Self-serving pardons might also have drawn the ire of Republicans in the U.S. Senate, who will soon have a trial to determine whether Trump's Jan. 6 speech was incitement, the charge in his impeachment by the House of Representatives.
The trial could result in Trump being disqualified from future office.
Would a pardon for Giuliani have helped Trump?
The answer is likely yes, though hard to speculate, legal experts said.
Giuliani had dealings with Ukrainians on Trump's behalf when he was trying to dig up dirt on Biden and his son Hunter Biden. Trump's efforts led to his first impeachment by the House in December 2019 and the Republican-majority Senate acquitted him in February 2020.
In November 2019, federal prosecutors in New York sought records of payments to Giuliani as part of an active criminal investigation, according to a grand jury subpoena seen by Reuters.
Prosecutors were investigating money laundering, wire fraud, campaign finance violations, making false statements, obstruction of justice, and violations of the Foreign Agents Registration Act, according to the subpoena.
Giuliani has denied any wrongdoing.
The scope and status of the investigation is unclear, and Giuliani has not been charged with wrongdoing. It is also unclear if he knows anything about Trump that would be valuable to prosecutors.
But not receiving a pardon makes it more likely that Giuliani would cooperate with prosecutors and implicate Trump if charged, said Jessica Roth, a professor at the Benjamin N. Cardozo School of Law and a former federal prosecutor.
"Without the possibility of a pardon, the prospect of a conviction and potential prison sentence becomes more real, providing an incentive to cooperate to receive more favorable treatment," Roth said.
Trump may have decided against pardoning Giuliani because he lost a series of lawsuits brought on behalf of Trump attempting to invalidate Biden as the election winner, Levinson said.
Could Trump have pardoned himself and others in secret?
It's possible, said former prosecutor Alonso.
Pardons are usually made public.
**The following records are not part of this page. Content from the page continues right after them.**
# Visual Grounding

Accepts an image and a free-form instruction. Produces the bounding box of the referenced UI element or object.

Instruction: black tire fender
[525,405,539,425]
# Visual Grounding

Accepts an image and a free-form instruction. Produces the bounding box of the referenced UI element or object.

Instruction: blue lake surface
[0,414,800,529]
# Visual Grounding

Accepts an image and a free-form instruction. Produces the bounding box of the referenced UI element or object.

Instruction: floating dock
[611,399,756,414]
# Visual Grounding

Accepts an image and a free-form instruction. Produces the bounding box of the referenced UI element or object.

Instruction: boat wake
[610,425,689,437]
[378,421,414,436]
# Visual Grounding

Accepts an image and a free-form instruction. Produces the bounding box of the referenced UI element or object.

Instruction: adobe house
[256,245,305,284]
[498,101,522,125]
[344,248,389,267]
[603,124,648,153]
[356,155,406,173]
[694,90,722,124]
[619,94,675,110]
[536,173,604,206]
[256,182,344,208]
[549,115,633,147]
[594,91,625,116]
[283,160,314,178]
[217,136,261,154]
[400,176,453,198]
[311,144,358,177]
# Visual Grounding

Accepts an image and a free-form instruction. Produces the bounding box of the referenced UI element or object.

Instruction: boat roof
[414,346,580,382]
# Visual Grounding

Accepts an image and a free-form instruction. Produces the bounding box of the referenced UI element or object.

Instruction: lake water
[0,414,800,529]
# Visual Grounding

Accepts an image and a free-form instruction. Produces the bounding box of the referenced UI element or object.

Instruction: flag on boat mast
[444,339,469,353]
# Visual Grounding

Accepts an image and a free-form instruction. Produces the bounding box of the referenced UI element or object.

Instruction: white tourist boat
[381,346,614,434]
But the Constitution does not require this, and Trump could secretly issue preemptive pardons to family members and associates, or even himself, said Alonso.
The Presidential Records Act requires documentation of presidential decisions but the law lacks a mechanism for enforcing it, Alonso said. A secret pardon might only become public if the recipient were eventually charged with a federal crime and invoked the pardon as a defense.